La storia di un bambino alle prese con un gigantesco mostro della natura che vuole insegnargli qualcosa, che ogni volta che lo incontra lo sottopone ad una specie di seduta di psicanalisi per risvegliare in lui un ricordo sopito ed un’ammissione, proprio nei giorni in cui la madre cui è molto legato sta morendo di cancro, è un viaggio nella tenerezza che non ha nulla della profondità filmica di The Impossible. Nonostante sia contaminato da quella stessa identica tensione verso lo scuotimento dello spettatore, quella stessa grossolana e caotica idea di messa in scena che urla in faccia al pubblico il fatto che sullo schermo sta avvenendo qualcosa di commovente e gli impone la lacrima, stavolta tutto il film sembra essere stato pensato non per convincere, avvolgere e ammaliare, ma per autocelebrare il proprio stile.

Sette Minuti Dopo Mezzanotte sembra partire dal presupposto che questi eventi, questi personaggi e questa tenerezza ci commuoveranno comunque, che non è necessario fare alcuno sforzo per piantare, curare e coltivare il sentimento nello spettatore, perché esso è già lì, occorre solo scatenarlo, accenderlo come si fa con un interruttore tramite alcuni momenti tradizionalmente deputati a quel lavoro (un pianto, una rivelazione clamorosa, un sofferto momento all’ospedale). Non c’è nessuna vera costruzione narrativa dietro il meccanismo dell’appuntamento fisso con il mostro su cui è fondato il film. Non c’è nessuna narrazione interna a questo scheletro, solo un battere sempre sul medesimo tasto in modi differenti (e alcune animazioni in questo senso sono ottime) fino a che non si sfonda il muro della resistenza nello spettatore.

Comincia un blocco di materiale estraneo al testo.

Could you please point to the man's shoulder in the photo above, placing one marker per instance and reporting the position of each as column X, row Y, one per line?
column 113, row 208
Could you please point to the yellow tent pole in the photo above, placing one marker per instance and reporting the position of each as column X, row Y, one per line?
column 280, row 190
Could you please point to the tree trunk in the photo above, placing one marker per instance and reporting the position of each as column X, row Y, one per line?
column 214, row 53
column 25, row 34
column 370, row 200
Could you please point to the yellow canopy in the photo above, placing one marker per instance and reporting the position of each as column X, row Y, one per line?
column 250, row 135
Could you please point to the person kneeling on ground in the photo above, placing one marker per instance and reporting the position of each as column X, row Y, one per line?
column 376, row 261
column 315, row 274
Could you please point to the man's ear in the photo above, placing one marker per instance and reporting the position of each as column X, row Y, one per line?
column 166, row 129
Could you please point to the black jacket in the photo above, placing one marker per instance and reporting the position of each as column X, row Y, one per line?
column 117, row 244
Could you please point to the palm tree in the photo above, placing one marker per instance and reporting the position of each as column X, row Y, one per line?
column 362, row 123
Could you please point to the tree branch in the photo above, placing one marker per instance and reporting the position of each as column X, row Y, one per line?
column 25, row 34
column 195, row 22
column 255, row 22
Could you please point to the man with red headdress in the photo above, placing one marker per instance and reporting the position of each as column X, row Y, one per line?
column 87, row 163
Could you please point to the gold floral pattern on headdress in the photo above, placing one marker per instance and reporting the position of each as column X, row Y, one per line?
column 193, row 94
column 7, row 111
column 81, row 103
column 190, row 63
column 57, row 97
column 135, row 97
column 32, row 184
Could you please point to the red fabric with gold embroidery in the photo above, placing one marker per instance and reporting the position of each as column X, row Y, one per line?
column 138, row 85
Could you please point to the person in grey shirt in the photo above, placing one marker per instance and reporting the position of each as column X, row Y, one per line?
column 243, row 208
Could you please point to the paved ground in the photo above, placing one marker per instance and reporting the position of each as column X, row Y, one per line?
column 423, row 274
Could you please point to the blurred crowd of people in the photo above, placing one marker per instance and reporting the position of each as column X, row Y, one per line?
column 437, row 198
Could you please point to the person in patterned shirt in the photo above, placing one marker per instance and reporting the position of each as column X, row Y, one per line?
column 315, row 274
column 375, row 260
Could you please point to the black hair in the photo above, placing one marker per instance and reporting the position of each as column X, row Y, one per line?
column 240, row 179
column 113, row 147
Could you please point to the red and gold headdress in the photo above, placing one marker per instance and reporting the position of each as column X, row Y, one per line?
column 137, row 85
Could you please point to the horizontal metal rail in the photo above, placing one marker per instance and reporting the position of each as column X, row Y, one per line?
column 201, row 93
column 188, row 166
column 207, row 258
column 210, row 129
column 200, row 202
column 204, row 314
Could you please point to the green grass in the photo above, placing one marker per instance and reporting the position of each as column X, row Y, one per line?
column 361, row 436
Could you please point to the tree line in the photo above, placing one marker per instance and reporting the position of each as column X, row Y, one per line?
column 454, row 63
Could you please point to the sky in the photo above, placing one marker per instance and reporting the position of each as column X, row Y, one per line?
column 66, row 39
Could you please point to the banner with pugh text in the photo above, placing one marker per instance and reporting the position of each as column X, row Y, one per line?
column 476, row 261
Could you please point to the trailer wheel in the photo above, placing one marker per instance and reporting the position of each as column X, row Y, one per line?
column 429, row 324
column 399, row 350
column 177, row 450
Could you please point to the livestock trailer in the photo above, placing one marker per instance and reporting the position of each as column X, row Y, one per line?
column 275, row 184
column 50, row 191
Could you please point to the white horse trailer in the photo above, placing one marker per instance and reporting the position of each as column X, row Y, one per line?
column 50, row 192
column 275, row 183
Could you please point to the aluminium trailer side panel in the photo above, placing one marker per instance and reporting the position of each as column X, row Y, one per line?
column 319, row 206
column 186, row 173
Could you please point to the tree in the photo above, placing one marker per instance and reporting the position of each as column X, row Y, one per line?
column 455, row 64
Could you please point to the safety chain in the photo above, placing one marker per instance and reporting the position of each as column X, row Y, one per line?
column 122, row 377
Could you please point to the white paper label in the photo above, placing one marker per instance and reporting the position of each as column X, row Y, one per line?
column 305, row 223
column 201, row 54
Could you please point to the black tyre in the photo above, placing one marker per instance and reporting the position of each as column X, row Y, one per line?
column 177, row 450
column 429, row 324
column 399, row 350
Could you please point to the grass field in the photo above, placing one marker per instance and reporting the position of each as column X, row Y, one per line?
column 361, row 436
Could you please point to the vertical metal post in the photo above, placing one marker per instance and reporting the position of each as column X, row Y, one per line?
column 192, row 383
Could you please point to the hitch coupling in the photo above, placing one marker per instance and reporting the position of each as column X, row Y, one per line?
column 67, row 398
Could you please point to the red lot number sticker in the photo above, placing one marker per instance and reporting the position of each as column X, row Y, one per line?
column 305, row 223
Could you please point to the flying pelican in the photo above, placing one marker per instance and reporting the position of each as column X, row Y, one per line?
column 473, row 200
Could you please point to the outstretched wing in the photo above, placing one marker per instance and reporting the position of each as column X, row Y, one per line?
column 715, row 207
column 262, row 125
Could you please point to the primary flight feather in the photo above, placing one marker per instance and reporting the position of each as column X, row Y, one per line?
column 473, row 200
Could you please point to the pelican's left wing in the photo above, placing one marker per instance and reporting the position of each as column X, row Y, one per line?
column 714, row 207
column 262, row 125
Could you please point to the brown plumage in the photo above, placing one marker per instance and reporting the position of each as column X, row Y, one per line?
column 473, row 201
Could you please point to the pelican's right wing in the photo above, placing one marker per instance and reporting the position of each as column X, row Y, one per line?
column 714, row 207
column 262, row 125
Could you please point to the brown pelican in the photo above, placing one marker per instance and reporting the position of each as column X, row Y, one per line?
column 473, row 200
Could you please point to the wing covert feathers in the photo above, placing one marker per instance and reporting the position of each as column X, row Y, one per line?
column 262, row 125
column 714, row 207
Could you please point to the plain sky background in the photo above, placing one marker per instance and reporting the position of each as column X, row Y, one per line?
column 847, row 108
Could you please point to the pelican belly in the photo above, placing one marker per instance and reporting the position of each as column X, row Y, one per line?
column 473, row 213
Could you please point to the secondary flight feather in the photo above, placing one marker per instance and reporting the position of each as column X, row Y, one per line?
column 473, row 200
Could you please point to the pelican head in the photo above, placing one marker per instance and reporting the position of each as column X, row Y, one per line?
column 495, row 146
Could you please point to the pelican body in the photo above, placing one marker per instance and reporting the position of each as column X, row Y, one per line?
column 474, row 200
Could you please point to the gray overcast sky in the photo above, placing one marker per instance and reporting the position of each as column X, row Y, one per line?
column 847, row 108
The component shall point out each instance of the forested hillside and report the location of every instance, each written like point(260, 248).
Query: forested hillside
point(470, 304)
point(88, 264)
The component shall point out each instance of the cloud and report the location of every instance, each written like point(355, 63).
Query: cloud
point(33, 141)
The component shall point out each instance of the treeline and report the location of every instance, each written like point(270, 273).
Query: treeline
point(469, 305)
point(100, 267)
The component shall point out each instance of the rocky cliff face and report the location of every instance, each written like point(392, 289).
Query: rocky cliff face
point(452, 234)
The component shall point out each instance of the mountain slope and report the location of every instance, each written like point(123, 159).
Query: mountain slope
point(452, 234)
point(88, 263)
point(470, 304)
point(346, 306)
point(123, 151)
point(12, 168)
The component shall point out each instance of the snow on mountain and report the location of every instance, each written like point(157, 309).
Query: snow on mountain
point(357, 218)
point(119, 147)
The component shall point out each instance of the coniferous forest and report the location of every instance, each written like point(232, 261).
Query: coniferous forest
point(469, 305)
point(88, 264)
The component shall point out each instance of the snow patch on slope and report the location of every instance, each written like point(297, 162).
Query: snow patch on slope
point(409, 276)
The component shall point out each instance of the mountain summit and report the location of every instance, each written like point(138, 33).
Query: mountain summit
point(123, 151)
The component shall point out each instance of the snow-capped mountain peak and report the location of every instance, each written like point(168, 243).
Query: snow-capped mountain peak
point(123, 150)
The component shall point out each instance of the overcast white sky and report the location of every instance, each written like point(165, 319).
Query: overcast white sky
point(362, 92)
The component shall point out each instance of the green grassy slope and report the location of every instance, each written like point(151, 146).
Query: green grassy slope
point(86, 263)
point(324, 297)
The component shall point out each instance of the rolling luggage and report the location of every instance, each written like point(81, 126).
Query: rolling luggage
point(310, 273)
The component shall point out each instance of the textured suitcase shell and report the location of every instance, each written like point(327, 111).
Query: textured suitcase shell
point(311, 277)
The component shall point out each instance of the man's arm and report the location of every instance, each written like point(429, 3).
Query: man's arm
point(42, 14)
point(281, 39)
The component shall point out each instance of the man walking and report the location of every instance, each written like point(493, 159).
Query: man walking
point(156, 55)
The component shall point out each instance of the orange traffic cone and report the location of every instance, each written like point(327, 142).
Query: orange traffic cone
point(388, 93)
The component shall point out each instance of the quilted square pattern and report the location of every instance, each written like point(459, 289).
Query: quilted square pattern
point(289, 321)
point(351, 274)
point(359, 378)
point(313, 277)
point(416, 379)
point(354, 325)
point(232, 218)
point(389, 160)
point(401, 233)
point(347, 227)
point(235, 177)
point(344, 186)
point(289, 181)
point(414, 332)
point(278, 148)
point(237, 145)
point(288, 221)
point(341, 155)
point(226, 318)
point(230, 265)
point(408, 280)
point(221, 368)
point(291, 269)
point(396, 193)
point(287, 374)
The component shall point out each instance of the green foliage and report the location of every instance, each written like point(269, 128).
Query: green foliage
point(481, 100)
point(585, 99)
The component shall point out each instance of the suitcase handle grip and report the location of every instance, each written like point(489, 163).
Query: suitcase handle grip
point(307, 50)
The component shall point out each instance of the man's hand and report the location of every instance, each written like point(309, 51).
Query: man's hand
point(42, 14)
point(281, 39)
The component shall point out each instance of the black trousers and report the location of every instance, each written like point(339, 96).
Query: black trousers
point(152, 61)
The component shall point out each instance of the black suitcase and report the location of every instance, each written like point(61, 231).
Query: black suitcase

Quel che regge questo film è in buona sostanza una grandissima scenografia fatta di CG (ottima), scuole private, nonne e distruzione esteriore (quella della Terra, degli interni e delle piccole cose) che rappresenta una distruzione interna, nel più sfiancante dei luoghi comuni della sofferenza. Era dai tempi in cui un’immagine riflessa in uno specchio crepato rappresentava una doppia personalità che non si vedeva un simile abuso dei topoi del linguaggio cinematografico, un simile pigro fumo negli occhi spacciato per grande artificio.

Impossibile non commuoversi se avete già deciso che vi commuoverete, impossibile lasciarsi prendere se pretendete che sia il film a trascinarvi nel vortice sentimentale.